The Washington Post reviews Fieldwork: A Forager’s Memoir by Iliana Regan (Agate Midway; LJ starred review): “Although never sanctimonious, [Regan] summons her readers to the forest. She reminds us of nature’s great variety. She calls on us to look with new eyes at what we may once have considered pests (like nettles) or merely part of the scenery (like cedar, which she uses to flavor custard).”
The Guardian reviews Spare by Prince Harry, the Duke of Sussex (Random House): “Spare is by turns compassion-inducing, frustrating, oddly compelling and absurd.”
NYT offers 11 takeaways from Prince Harry’s memoir Spare (Random House). USA Today shares details. The Irish Times has coverage, as do Time and Bustle. NPR’s Morning Edition discusses the book’s release today.
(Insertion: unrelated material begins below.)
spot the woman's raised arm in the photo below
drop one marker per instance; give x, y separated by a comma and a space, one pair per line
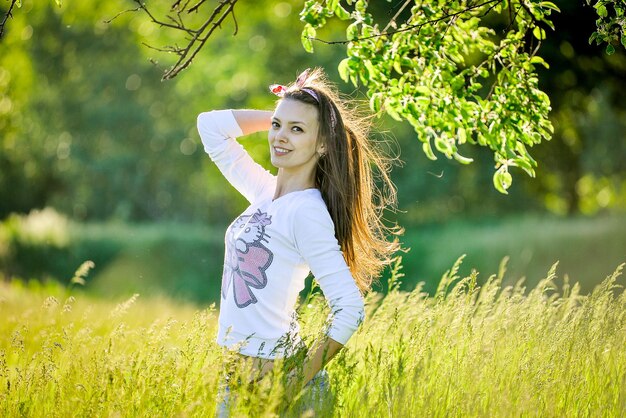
251, 121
LA Times talks with Pico Iyer about his book The Half Known Life: In Search of Paradise (Riverhead) and how COVID lockdowns influenced its writing.
Deepti Kapoor discusses her new novel, Age of Vice (Riverhead; LJ starred review), with Shondaland.
Electric Lit has a conversation with author Li Zi Shu and translator YZ Chin about Li’s novel The Age of Goodbyes (The Feminist Press at CUNY).
Salon explains a romance writer’s deception: “The strange case of the undead writer.”
Vogue recommends “What to Read and Watch If You’ve Got the January Blues.”
BookRiot highlights new releases for the week, new winter lifestyle books, and eight new queer indie books.
“Charles Simic, Pulitzer-Winning Poet and U.S. Laureate, Dies at 84.” NYT has an obituary. USA Today also has a remembrance.
“Naomi Replansky, Poet of Hopeful Struggle, Dies at 104.”
“Jean Paré, Best-Selling ‘Everyday’ Cookbook Author, Dies at 95.” NYT has obituaries.
PBS Canvas talks with author Jim Popkin about his book Code Name Blue Wren: The True Story of America’s Most Dangerous Female Spy—and the Sister She Betrayed (Hanover Square).
NPR’s Fresh Air chats with Jonathan Escoffery, If I Survive You (MCD; LJ starred review), about growing up “feeling judged—and confused—by race.”
Brad Meltzer, The Nazi Conspiracy: The Secret Plot To Kill Roosevelt, Stalin, and Churchill (Flatiron), will visit The Kelly Clarkson Show tomorrow.